当前位置:网站首页>Improving Multimodal Accuracy Through Modality Pre-training and Attention
Improving Multimodal Accuracy Through Modality Pre-training and Attention
2022-07-06 22:37:00 【Rainylt】
paper:
It is found that the convergence speed of different modes of the multimodal model is inconsistent , So they pre train separately , Reuse attention( Not self-attn) Get the weights of different modes , Multiply by the weight concat->FC->logits
First of all, let's talk about attention.
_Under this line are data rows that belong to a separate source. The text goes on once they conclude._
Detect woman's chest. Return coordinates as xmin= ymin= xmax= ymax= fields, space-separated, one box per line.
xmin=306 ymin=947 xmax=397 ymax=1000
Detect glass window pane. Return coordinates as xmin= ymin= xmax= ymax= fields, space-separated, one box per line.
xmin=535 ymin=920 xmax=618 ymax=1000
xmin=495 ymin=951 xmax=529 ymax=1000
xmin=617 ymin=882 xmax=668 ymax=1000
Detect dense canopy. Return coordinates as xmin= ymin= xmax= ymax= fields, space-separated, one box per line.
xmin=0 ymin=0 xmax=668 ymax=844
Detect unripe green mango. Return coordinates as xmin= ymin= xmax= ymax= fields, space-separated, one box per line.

No self-attention That kind of Q*K The mechanism of , It is Put the three modes directly feature concat after , too FC Get the weight :
H There are three modes (v, a, t) Of feature,shape by (3,m). Output three modes The weight
According to the author's observation , Direct training of multimodal models , Of different modes Loss The descent speed is inconsistent ( Convergence rate ):
The three figures are different data sets , The second and third datasets are slightly better , The first data set is text Convergence too fast .
Look at the weights of different modes :
You can see that the first data set is before the pre training text Account for most of the weight , Maybe because it is more important , It may also be because of his feature Better quality . After pre training video Catch up , explain video Before it was just feature It's just not well trained .
Three modes , Who is more important is to As the case may be Of :
All three modes here can show fear
here text and audio Can show surprise , but img No way. , The expression is relatively flat ( It's hard to say )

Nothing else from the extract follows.